Switch Positive/Negative modes
Click the "Positive" or "Negative" button.
Use of Peak Table
|Sort||Click the table header.|
|Search||Enter keywords in "Search:" field.|
|Show peak details||Click the peak button with the peak number in the left-most cell of the row.|
|Select a peak||Click a row. The row will highlighted in blue|
|Search similar peaks in other samples||Click the "Search similar peaks" button when a peak is selected.|
|The value peak intensity||A value in the "Int. (log)" column shows a log10 transformed peak area that is normalized by the median value of all peaks in the sample.|
|The color of Int. (log) column||Black: the median value (=0), Red: higher than median value, Green: lower than the median value. The strongest color of red or green shows 1000 fold higher or lower than the median value.|
|#Cand||Number of the candidates found in each database.
ALL: total number, KG： KEGG, KN: KNApSAcK, HM: HMDB, LM: LIPID MAPS, and FL: the flavonoid database in metabolomics.jp.
The ratio of the number of candidates to the total number is represented by the color strength of the label.
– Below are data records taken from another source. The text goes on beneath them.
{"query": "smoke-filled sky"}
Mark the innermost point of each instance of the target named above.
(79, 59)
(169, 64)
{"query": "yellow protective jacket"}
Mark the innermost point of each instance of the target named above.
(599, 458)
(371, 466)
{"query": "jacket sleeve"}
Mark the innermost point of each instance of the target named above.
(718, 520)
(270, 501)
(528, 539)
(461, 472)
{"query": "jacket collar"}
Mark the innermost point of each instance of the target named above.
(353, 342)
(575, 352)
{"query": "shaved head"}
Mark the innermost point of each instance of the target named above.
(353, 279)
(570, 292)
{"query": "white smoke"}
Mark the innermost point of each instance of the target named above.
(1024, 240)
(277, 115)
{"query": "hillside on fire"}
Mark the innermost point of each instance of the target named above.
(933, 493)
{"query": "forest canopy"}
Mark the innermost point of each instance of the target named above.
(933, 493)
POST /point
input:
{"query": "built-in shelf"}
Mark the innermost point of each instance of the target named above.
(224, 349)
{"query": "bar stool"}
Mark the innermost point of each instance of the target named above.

|FS2, FS3||The values in the FS2 and FS3 columns show scores of FlavonoidSearch examined using MS2 and MS3 spectra, respectively, in the positive mode. The highest value of the hit scores for several candidate of flavonoid aglycones are shown.|
|#Sample shared||The value is the number of the samples which contain similar peaks to the peak in the row. The value would be an index of sample specificity of the peak. The m/z and retention time tolerances given for the search of similar peaks are 5 ppm and 1 min, respectively.|
Use of 2D mass chromatogram
|Zoom in/out||Rotate the mouse wheel.|
|Move||Drag the mouse.|
|Zoom full out||Double click the right button of the mouse.|
|Change the image intensity||Press the cursor keys. Up or Left key: decrease the intensity. Down or Right key: increase the intensity.|
|Show peak positions||Click the "Show peak positions" button. The detected peaks are represented by small brown pointers. The selected peak is represented as a large red pointer.|
|Select a peak||Double click on the 2D panel. The nearest peak at the clicked position is selected, and only the selected peak is shown in the peak table.|
|Clear peak selection||Click "Clear selection" button.|
|Peak No.||RT (min)||m/z||Int. (log)||Adduct||DB Search Results||#Cand.||MSn||FS2||FS3||#N atom||#S atom||#Sample shared|
|Common procedures for sample preparation, instrumental analysis, and data processing is available here.|
|Further details of the methods, such as about negative controls (mock) and order of the analysis, are available at the Metabolonote website. (Under preparation)|
* Image is for illustration purposes, and may differ from the one actually analyzed.